Le Japon, unifié par les Tokugawa, entre dans l’ère « Kinsei » ou « les Temps Modernes ». Ieyasu Tokugawa installe son pouvoir àEdo (Tôkyô) et instaure l’Edo Bakufu soit « le gouvernement sous la tente d’Edo » (1603 à 1868). L’arrivée au pouvoir des Tokugawa marquent un changement radical. Le Japon ferme ses portes aux étrangers, craignant une colonisation. Seuls les chinois et les néerlandais peuvent accoster l’archipel. Mais cette autorisation n’est valable que pour le port de Dejima. Malgré ce cloisonnement du pays, le Japon n’en est pas pour autant coupé du monde, et ce grâce aux marchands, qui importeront des ouvrages scientifiques de l’époque, traduits en Japonais. Par ailleurs, une véritable communauté de commerçants et d’artisans se dynamisent et créent une culture populaire.

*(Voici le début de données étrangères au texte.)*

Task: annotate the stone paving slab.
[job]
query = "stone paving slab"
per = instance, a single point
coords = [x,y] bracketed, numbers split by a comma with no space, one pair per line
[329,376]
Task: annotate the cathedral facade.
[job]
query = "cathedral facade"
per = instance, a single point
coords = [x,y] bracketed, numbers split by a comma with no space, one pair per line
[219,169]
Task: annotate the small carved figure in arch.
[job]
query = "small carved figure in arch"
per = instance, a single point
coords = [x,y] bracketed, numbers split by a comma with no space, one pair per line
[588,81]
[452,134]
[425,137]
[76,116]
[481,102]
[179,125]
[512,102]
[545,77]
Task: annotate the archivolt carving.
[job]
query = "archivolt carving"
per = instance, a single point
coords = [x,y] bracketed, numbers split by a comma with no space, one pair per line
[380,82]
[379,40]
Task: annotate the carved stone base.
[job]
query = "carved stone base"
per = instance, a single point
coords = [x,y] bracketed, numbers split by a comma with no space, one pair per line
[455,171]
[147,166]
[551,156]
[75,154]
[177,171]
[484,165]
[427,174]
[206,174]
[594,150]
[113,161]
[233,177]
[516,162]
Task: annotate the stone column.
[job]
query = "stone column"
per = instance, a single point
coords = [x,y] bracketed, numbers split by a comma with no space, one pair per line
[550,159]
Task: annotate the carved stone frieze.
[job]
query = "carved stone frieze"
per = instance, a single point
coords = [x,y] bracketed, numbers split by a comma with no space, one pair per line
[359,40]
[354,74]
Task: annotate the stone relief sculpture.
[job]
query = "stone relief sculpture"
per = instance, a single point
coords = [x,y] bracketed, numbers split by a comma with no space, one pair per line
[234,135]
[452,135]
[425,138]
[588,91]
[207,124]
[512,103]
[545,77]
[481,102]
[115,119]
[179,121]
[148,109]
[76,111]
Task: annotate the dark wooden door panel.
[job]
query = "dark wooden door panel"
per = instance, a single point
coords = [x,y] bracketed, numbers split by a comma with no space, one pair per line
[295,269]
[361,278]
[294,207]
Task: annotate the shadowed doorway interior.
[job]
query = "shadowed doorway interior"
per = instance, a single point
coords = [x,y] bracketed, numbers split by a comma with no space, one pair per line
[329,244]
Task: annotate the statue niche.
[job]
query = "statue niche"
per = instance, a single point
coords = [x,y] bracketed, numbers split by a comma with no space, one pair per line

Le Shogunat détient un ferme contrôle sur les Daimyos en les obligeant à vivre à Edo pendant un an, puis à retourner dans leur fiefs, alors même que leurs femmes et enfants sont pris en otages à Edo et ne peuvent y bouger. En parallèle, le Christianisme se voit interdit et vivement réprimandé. La Cour, elle aussi, est sous la domination du Shôgun, et les principaux tenants du pouvoir sont des personnes issues de rangs guerriers. Grâce à ce contrôle fort, le Japon ne connaît pas de guerres pendant quasiment deux siècles. Cependant en 1852, la situation change avec l’arrivée sur l’archipel du Commodore Perry, détenant une lettre du Président des Etats-Unis ordonnant l’ouverture du pays. Un moment de trouble prend place dans le pays où différentes idéologies se répondent. Certains sont partisans de « restauration de l’empereur, expulsion des barbares » ; d’autres pour le maintien du Bakufu. De nombreux combats ont lieux : tentatives de restauration de l’empereur échouées, répressions contre les fiefs dissidents, … Au final, l’union entre les fiefs de Satsuma et Chôchû (actuelles préfectures de Kagoshima et de Yamaguchi) renverse le bakufu, restaure l’empereur et met fin à la fermeture du pays. Cette ouverture officielle sur le monde extérieur marque le début de l’ère « Kindai » ou « Epoque moderne ». A partir de là, le nom et la classification des périodes change, un nom étant donné pour chaque règne de l’empereur.
L’époque…moderne

L’empereur Mutsuhito reprend la tête du pays et Edo devient Tôkyô (la capitale de l’Est). Ce fait marque le début de la période dite Meijiou « la politique éclairée » (1868 à 1912).Le Japon est en constante recherche d’une modernisation afin de « rattraper l’Occident ». Ainsi, tous les rangs instaurés par les Shôguns sont abolis, le gouvernement n’est plus militaire mais revient à une monarchie parlementaire garantie par une constitution. L’école primaire devient obligatoire pour les enfants, le yen devient la monnaie de l’Etat et les voies ferroviaires sont construites rapidement. L’idée d’une force japonaise naît et le Japon est renommé « L’Empire du Japon ». Toutefois, cette volonté hégémonique provoquera deux guerres entre le Japon et la Chine, puis avec la Russie. Néanmoins, cette période se ferme lors du décès de l’empereur en 1912, où il prend le titre posthume de « l’empereur Meiji ».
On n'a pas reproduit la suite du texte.